If you are now or have ever been a pedestrian, this has happened to you: You’re walking. You stop at an intersection to wait for a break in traffic. Cars are coming and going. You observe, “It’s cool that they’re all taking the ‘20 Is Plenty’ yard signs seriously.” As the last car in the line approaches, it slows. It stops. You look around. Are they picking up a rideshare client? Is there a child capering dangerously nearby? NO. They’re doing the little half-hand wave like the fucking Queen of England. This magnanimous regent of the road has deigned to upend the rules of ordinary traffic flow and give you the inappropriate right-of-way!

In Portland I encounter the inappropriate right-of-way DAILY. At lunch there was an Acura covered in mountain bikes that STOPPED at a GREEN LIGHT, waiting for me to jaywalk. I offered a gamut of incredulous expressions before I just gave up and looked at my phone. They left at some point. I’m still standing at that street corner because I’m afraid of getting run over.

You see, in a situation such as this, as soon as you begin to cross the road, the car in question—this half rebel/half regent—will start easing into the intersection. They wanted to give you the road, but they didn’t think it would TAKE SO LONG. You stop. They wave again. Their eyebrows form a severe “V.” You wiggle your fingers like, “You’re the big car that can do murder/manslaughter. Why don’t you go first?” And sure, that was the original idea. But I’m not trying to bruise the ego of a three-ton metal battering ram. Sometimes, at this juncture, they just go. OR THEY RAISE THEIR TINY ARMS IN CONSTERNATION AND ROAR “GO GO GO GO” like a small, red-faced king of the lizards.

So you step into the road. And they do a start-stop that sounds like a coach’s whistle farted. “I want to hug my family once more before I die!” you shout. “I don’t like your shoooes!” they scream back. As you parkour over their hood, flipping them off, a different car passes them on the left and creams you good.

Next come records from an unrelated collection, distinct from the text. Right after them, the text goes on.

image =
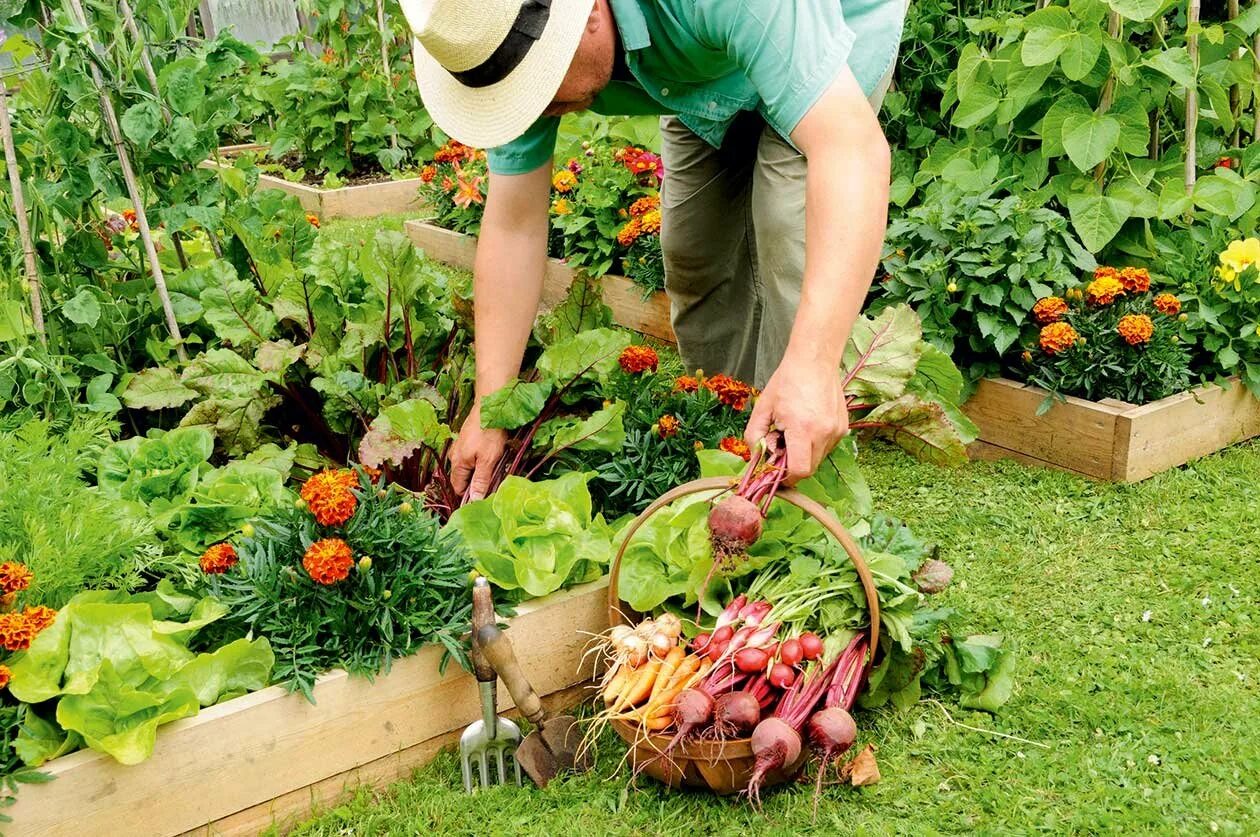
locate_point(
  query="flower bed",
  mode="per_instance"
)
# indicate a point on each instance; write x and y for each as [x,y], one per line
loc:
[250,761]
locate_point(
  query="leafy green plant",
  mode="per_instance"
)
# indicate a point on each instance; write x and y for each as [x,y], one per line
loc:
[973,266]
[115,695]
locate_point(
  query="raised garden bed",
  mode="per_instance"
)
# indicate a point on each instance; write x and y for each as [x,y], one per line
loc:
[269,756]
[360,201]
[1109,439]
[630,309]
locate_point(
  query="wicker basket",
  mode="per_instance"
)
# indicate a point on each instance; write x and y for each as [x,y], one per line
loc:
[721,767]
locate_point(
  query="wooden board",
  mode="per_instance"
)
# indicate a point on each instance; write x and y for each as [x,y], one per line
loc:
[630,309]
[1109,439]
[275,751]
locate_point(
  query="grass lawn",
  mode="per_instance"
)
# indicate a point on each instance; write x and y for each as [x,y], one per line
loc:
[1134,610]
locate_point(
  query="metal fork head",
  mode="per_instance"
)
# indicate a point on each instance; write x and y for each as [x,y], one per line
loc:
[493,751]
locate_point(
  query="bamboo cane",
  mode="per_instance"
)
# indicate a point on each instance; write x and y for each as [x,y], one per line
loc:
[1191,100]
[19,208]
[129,177]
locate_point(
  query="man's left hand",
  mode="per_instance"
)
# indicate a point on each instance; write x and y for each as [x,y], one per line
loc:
[804,401]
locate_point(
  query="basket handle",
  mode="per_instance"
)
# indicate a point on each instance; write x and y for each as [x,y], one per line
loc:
[819,512]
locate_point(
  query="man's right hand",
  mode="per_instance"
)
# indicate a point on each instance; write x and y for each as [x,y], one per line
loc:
[474,456]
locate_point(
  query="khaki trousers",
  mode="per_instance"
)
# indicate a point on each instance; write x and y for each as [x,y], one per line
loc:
[733,240]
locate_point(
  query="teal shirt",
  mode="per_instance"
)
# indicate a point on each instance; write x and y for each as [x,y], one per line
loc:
[708,59]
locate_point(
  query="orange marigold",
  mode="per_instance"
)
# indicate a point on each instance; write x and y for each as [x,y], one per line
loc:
[1135,280]
[563,180]
[1167,304]
[1135,329]
[1048,309]
[15,632]
[687,383]
[667,426]
[39,617]
[330,496]
[1104,290]
[328,561]
[643,206]
[14,576]
[218,559]
[730,391]
[638,358]
[1057,337]
[736,446]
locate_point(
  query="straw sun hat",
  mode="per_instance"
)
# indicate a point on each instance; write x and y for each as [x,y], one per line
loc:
[488,68]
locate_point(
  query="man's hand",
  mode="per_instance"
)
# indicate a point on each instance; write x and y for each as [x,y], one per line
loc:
[805,402]
[474,456]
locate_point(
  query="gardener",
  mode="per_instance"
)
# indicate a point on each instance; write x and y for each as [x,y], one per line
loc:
[769,132]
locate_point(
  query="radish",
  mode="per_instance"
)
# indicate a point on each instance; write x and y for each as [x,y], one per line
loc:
[735,714]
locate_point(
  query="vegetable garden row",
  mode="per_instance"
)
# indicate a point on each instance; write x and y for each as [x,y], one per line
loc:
[227,535]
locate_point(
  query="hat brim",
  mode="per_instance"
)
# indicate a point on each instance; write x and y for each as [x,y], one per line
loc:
[490,116]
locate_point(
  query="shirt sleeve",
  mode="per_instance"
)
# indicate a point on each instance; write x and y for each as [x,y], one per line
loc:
[528,151]
[791,51]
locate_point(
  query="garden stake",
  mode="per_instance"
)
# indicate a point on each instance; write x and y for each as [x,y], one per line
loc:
[492,734]
[552,746]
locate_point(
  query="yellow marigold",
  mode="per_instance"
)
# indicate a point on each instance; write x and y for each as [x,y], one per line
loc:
[650,222]
[736,446]
[1135,329]
[218,559]
[39,618]
[330,497]
[687,383]
[1104,290]
[14,576]
[1048,309]
[630,233]
[638,358]
[643,206]
[730,391]
[1135,280]
[328,561]
[667,426]
[15,632]
[563,180]
[1057,337]
[1167,304]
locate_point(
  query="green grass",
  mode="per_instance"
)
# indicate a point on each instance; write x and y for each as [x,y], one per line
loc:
[1134,613]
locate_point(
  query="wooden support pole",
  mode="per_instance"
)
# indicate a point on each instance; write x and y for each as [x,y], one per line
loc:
[129,177]
[19,208]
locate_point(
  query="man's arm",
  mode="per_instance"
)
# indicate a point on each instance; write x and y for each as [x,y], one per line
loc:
[846,214]
[507,288]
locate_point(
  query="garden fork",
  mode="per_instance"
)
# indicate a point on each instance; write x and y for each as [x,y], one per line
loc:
[493,736]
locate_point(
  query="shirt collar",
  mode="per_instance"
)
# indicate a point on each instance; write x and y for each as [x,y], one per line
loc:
[631,24]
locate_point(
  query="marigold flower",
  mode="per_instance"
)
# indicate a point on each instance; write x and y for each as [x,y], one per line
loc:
[563,180]
[730,391]
[1048,309]
[736,446]
[330,497]
[630,233]
[687,383]
[1135,280]
[636,359]
[39,618]
[1057,337]
[1135,329]
[1104,290]
[328,561]
[218,559]
[643,206]
[1167,304]
[14,576]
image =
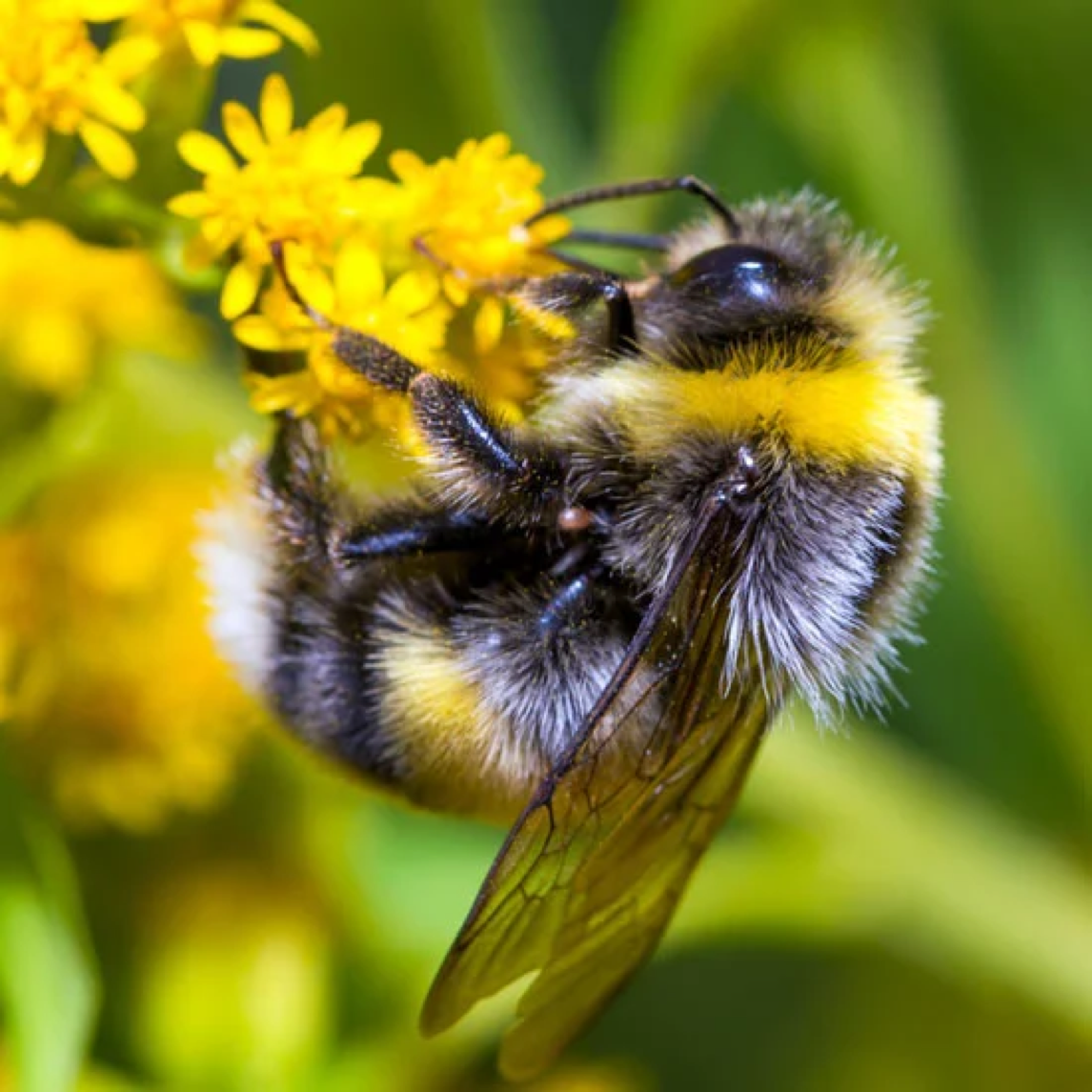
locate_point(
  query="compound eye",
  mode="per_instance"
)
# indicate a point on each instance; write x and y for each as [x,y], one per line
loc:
[736,273]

The inappropriate right of way is an unusual traffic problem because it’s not rooted in impatience. It feels very Portland-specific—our city’s notorious flakiness and overwrought examination of social situations is on full display. (Guilty as charged!) Another contributing factor: Most of Portland has 200-square-foot blocks. This makes us a walkable city with lots of retail space, but also gives people more intersections to traverse. I feel bad for anyone trying to drive downtown at lunch, after work, or—the true gauntlet—around a sports game.

On one memorable occasion I was in a crosswalk, and a car screeched to a halt. “Make eye contact with me!” the driver shouted. “Sir, I am married,” I said, but he was right. Communication between cars and drivers is like a mini cotillion and as impossible as it feels to have 100 meet-cutes with drivers at intersections, the best approach is probably to calm down and communicate. But cars—oh my god—just go already!